Le vote est réservé.
Vote sur l’ensemble
M. le président. Avant de mettre aux voix, dans la rédaction résultant du texte élaboré par la commission mixte paritaire, l’ensemble de la proposition de loi, je vais donner la parole, pour explication de vote, à un représentant par groupe.
La parole est à Mme Guylène Pantel, pour le groupe du Rassemblement Démocratique et Social Européen.
Mme Guylène Pantel. Monsieur le président, monsieur le ministre, mes chers collègues, le logement des travailleurs des services publics est devenu partout dans notre pays un enjeu concret de continuité territoriale et d’efficacité de l’action publique. Cet enjeu dépasse largement les seules métropoles ou les zones les plus tendues : il concerne aussi les territoires ruraux et les villes moyennes, où les difficultés de recrutement et de fidélisation des agents publics sont de plus en plus aggravées par l’absence d’une offre de logements accessible et adaptée.
Je veux ici parler de la réalité que nous connaissons en Lozère. Mende, notre préfecture, compte seulement 12 500 habitants. Elle concentre pourtant l’ensemble des fonctions administratives, sanitaires et institutionnelles que l’on retrouve dans des préfectures de taille bien plus importante : services déconcentrés de l’État, services du département, centres hospitaliers, établissements scolaires, juridictions, services de sécurité ou encore finances publiques. Cela représente quelques milliers d’emplois publics et parapublics, dans un bassin de vie extrêmement réduit. Or une part importante de ces agents ne sont pas originaires du territoire. Ils arrivent après un concours, une mutation, une première affectation ou dans le cadre d’un accroissement temporaire d’activité, et ils se heurtent immédiatement à une difficulté très concrète : trouver un logement rapidement, à un coût soutenable et à proximité de leur lieu de travail.

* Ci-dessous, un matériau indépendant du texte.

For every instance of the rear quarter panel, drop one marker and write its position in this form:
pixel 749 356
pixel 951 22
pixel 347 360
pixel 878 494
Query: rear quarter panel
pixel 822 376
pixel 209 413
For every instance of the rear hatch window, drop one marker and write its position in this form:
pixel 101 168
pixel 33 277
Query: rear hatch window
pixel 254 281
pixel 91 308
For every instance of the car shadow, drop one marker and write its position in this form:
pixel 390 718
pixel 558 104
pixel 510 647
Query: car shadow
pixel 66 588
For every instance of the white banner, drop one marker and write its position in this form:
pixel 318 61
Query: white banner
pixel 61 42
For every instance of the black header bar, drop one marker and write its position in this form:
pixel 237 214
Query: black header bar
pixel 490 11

Dans des territoires comme les nôtres, cette difficulté produit des effets immédiats sur l’attractivité des métiers publics, sur le maintien des effectifs, et parfois même sur la continuité des services rendus à la population. Derrière la question du logement, c’est donc bien celle de l’égalité des territoires et de la présence effective de services publics qui est posée.
C’est précisément parce qu’elle part de ces réalités de terrain que cette proposition de loi nous paraît utile depuis le début de son examen. Elle ne vise pas à résoudre seule la crise générale du logement. Si elle risque d’affaiblir le principe du droit au logement universel dans un contexte de pénurie massive de logements sociaux, elle révèle un clivage politique entre une approche pragmatique et sectorielle de la politique du logement et une réponse universaliste fondée sur des réformes structurelles de grande ampleur. Le groupe RDSE n’ignore pas cette divergence, mais nous refusons également une autre impasse, celle qui consisterait, au nom d’une réponse globale toujours attendue, à ne rien faire face à des blocages très identifiés. Ce texte, en effet, apporte des réponses opérationnelles à plusieurs blocages juridiques identifiés.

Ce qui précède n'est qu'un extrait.